“Verrò presto da te a Chicago, Ludovica, te lo prometto!”
“Non è la stessa cosa che vederti tutti i giorni, nonna. Fammi rimanere qui con te!” la supplico tra le lacrime.
“Devi stare con i tuoi genitori, come tutti gli altri bambini”
“No, non è giusto….”
Piangiamo fino a singhiozzare ma il ticchettio delle nocche di mio padre al portone mi avverte che è giunto il momento di andare via.
Ci asciughiamo le lacrime e la nonna apre.
Il papà entra, mi abbraccia forte come non aveva mai fatto e mi sussurra in un orecchio:
“Quanto ci sei mancata e quanta è stata lunga e triste la notte di Natale senza di te. Sono felice che torni con noi”.
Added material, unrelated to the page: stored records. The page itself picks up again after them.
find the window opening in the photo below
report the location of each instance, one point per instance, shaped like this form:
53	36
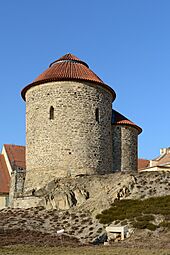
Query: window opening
51	113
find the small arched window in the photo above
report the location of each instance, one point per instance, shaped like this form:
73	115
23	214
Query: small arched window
97	114
51	113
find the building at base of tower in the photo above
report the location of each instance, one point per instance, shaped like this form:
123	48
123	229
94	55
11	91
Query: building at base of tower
71	129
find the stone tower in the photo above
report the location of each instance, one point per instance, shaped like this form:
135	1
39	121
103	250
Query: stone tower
68	123
125	143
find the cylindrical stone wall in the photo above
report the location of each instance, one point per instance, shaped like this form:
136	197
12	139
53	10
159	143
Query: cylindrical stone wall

Bastano queste parole a farmi capire che avrei dovuto ributtare indietro la richiesta che avevo pensato di fargli: rimanere al casolare con la nonna.
Non avrei mai potuto privare papà e mamma della mia presenza, e poi, forse, se fossi riuscita a convincerli di lasciarmi al casolare, la sera, quando mi sarei affacciata alla finestra della mia camera, avrei pensato a tutte quelle centinaia di luci che provengono dalla selva dei grattacieli e mi sarebbero mancati i miei genitori.
Devo partire: questa è l’unica certezza che ho nel momento stesso in cui il papà abbraccia la nonna e mi prende la valigia.